L'omicidio di Serena. Franco Mottola rompe il silenzio: "Quel giorno non c'ero"

L'ex comandante dei carabinieri casertano, indagato per l'omicidio, parla dopo 17 anni

Dopo 17 anni dall’omicidio di Serena Mollicone, la ragazza uccisa nel 2001 nella caserma dei carabinieri di Arce, è tornato a parlare pubblicamente Franco Mottola. L’ex comandante dei carabinieri, originario di Teano, è indagato insieme al figlio Marco e alla moglie Anna per il terribile omicidio della giovanissima.

“Io non era in servizio quel giorno. Io in caserma non c'ero”, ha riferito Mottola al microfono dell’inviata di ‘Quarto grado’ Chiara Ingrosso. Dichiarazioni che rompono un silenzio durato ben 17 anni. L’ex comandante della stazione di Arce non ha detto altro, allontanandosi rapidamente con la sua vettura.
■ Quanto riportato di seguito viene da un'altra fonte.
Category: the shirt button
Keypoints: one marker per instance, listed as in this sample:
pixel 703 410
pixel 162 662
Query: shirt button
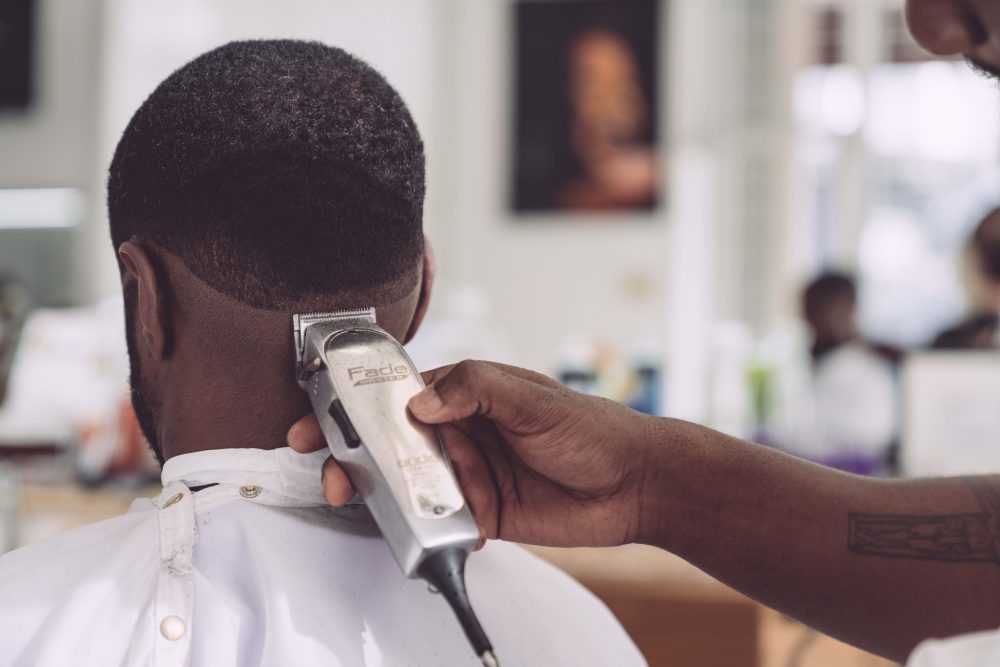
pixel 249 491
pixel 173 627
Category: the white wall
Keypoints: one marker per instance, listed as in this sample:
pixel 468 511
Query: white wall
pixel 599 276
pixel 51 144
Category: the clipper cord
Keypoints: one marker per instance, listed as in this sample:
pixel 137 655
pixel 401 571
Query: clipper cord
pixel 445 571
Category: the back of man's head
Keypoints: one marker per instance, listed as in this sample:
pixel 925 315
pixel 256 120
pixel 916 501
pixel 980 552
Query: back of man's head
pixel 278 172
pixel 986 246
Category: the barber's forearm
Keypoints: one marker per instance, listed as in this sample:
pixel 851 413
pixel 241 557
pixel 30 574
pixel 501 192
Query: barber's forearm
pixel 880 564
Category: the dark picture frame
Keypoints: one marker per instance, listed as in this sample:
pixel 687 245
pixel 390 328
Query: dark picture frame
pixel 586 106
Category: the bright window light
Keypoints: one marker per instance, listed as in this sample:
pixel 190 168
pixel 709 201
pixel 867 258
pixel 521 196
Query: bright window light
pixel 41 208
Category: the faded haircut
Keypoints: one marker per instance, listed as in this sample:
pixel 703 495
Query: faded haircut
pixel 277 171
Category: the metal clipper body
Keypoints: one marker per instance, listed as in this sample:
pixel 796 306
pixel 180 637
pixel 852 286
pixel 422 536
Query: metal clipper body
pixel 359 380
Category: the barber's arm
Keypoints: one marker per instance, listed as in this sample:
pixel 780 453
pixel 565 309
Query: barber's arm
pixel 881 564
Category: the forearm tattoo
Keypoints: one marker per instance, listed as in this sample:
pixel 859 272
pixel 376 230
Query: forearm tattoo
pixel 957 538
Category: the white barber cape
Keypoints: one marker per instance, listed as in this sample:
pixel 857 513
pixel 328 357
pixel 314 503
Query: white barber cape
pixel 258 570
pixel 980 649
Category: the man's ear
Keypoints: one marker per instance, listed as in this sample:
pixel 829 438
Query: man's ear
pixel 426 283
pixel 151 303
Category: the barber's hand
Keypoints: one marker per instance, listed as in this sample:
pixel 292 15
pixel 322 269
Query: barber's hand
pixel 538 463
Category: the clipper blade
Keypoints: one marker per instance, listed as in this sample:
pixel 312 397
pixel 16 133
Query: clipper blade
pixel 302 321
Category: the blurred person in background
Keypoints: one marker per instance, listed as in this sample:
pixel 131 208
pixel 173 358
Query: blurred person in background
pixel 981 262
pixel 851 413
pixel 907 569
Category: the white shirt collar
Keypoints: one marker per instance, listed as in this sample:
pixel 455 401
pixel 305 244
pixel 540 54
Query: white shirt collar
pixel 282 471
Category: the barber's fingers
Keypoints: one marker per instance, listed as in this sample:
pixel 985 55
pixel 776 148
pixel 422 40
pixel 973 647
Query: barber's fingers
pixel 305 435
pixel 337 488
pixel 511 399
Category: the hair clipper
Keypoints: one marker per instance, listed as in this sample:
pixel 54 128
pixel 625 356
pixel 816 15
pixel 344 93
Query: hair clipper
pixel 359 380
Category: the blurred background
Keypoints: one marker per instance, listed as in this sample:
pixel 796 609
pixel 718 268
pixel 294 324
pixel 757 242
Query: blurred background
pixel 770 216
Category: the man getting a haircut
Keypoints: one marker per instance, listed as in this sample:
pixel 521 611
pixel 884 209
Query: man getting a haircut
pixel 263 179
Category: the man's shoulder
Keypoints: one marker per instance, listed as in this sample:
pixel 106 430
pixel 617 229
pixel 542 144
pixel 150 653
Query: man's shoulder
pixel 80 551
pixel 79 593
pixel 526 597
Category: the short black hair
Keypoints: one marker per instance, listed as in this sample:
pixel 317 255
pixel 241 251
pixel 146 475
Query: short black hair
pixel 986 245
pixel 276 170
pixel 827 288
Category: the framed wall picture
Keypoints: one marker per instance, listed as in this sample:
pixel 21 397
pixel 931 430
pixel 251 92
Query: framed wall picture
pixel 586 106
pixel 17 36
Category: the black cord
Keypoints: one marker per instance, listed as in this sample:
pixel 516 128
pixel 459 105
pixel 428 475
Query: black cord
pixel 445 571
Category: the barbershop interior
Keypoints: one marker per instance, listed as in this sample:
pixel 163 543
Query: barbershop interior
pixel 776 218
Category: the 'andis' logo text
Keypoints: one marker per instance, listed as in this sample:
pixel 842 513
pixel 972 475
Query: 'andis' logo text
pixel 387 373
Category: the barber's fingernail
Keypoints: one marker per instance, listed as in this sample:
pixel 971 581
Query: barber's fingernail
pixel 426 402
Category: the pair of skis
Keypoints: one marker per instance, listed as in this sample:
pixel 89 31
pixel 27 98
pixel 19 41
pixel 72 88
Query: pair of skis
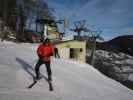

Una mossa a sorpresa da parte del componente della famiglia, che secondo la procura hanno ucciso Serena e poi occultato il suo cadavere. Un omicidio reso ancora più tremendo da un aspetto emerso dalla perizia dell'anatomopatologa Cristina Cattaneo: la ragazza poteva essere salvata. Chi l'ha massacrata di botte e poi presa per la testa e sbattuta contro la porta, l'ha lasciata morire soffocata.